Story by Albuquerque Innovation Central
In the spaceport’s second annual Swarmathon, 20 teams representing 22 minority serving universities and community colleges were invited to develop software code to operate innovative robots called “Swarmies.” Their research may lead to technology that will help astronauts find needed resources when exploring the moon or Mars.
SIPI’s team is the only participating team to place two years in a row. In 2016, the Albuquerque participants took third place in the Physical Competition. The small, four-wheeled Swarmie robots were designed through a collaboration between Kennedy’s Swamp Works laboratory and the University of New Mexico. It is a technology that could revolutionize space exploration by more effectively and efficiently locating hidden resources while astronauts explore distant destinations.
Computer scientists are developing Swarmies to focus not so much on the hardware, but the software. The Swarmathon is designed to help students improve their skills in robotics and computer science, as well as integrating software with hardware. What makes these robots noteworthy is the coding each carries in its silicon brain that makes them search for water, minerals and elements that could be refined into useful resources such as building materials or rocket fuel.

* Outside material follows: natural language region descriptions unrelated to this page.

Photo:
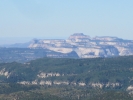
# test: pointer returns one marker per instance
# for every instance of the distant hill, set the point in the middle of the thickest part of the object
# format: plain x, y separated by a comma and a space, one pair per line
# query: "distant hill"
77, 45
87, 47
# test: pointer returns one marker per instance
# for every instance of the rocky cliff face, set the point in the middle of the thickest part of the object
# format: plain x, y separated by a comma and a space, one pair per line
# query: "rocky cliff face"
87, 47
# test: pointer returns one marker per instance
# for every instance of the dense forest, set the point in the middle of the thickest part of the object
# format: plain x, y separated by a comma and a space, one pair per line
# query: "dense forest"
68, 79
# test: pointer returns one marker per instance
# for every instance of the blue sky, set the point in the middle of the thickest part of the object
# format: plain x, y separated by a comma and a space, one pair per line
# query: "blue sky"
61, 18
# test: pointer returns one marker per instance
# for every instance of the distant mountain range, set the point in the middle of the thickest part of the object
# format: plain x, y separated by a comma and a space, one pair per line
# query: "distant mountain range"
87, 47
79, 45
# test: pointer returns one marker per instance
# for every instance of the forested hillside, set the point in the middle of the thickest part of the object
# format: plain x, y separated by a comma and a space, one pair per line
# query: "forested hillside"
66, 79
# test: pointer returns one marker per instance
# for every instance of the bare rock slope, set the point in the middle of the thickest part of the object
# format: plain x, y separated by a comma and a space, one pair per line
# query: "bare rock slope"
87, 47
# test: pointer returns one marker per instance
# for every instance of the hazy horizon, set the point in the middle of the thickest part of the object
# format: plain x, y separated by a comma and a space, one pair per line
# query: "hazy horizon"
60, 18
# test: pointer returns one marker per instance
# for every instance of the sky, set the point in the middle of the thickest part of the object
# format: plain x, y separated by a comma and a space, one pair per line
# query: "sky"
22, 20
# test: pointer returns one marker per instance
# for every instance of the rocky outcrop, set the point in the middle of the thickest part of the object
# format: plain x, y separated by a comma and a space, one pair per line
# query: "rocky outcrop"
86, 47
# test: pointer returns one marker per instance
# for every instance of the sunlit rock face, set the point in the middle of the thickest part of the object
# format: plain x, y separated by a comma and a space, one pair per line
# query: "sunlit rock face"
86, 47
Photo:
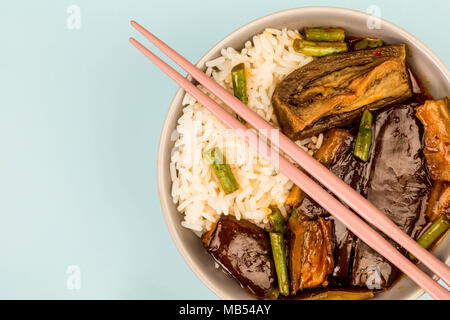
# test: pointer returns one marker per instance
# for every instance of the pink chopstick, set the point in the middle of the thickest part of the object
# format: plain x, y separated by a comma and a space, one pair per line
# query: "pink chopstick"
328, 202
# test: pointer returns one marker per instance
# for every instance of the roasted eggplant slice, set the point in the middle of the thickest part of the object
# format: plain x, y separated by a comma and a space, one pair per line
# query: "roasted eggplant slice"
337, 86
335, 294
310, 252
439, 202
398, 185
435, 116
243, 250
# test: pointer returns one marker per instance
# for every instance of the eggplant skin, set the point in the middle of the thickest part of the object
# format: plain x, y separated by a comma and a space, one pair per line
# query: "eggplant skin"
398, 184
244, 251
331, 91
310, 254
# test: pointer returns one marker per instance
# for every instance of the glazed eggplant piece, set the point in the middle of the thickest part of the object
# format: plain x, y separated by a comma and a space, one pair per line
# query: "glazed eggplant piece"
335, 294
310, 256
336, 153
244, 251
398, 184
439, 202
435, 117
331, 91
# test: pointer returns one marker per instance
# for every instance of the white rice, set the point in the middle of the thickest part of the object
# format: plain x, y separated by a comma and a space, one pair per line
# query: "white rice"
268, 59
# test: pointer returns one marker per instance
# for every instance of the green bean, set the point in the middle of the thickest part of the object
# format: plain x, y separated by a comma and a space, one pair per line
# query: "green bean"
367, 43
273, 295
222, 170
239, 80
325, 34
433, 232
276, 220
279, 258
364, 138
319, 49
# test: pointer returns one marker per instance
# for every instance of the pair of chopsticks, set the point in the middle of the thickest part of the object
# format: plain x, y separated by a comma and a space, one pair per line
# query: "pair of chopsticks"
339, 188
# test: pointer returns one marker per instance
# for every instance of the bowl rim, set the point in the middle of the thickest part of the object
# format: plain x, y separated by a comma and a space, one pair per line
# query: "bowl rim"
164, 200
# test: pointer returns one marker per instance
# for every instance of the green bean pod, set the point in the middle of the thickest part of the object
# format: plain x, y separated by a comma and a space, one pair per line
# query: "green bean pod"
222, 170
438, 228
319, 49
364, 138
276, 220
239, 80
325, 34
279, 258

NASA’s Minority University Research and Education Project selected the University of New Mexico to manage the Swarmathon challenge in a joint effort with the agency. Through the MUREP program, NASA’s goal is to increase the number of NASA-focused science, technology, engineering and mathematics, or STEM, experiences that engage underrepresented groups in active education.
Established in 1971, SIPI is an accredited National Indian Community College and Land Grant institution and is one of two post-secondary institutions overseen by the Bureau of Indian Education.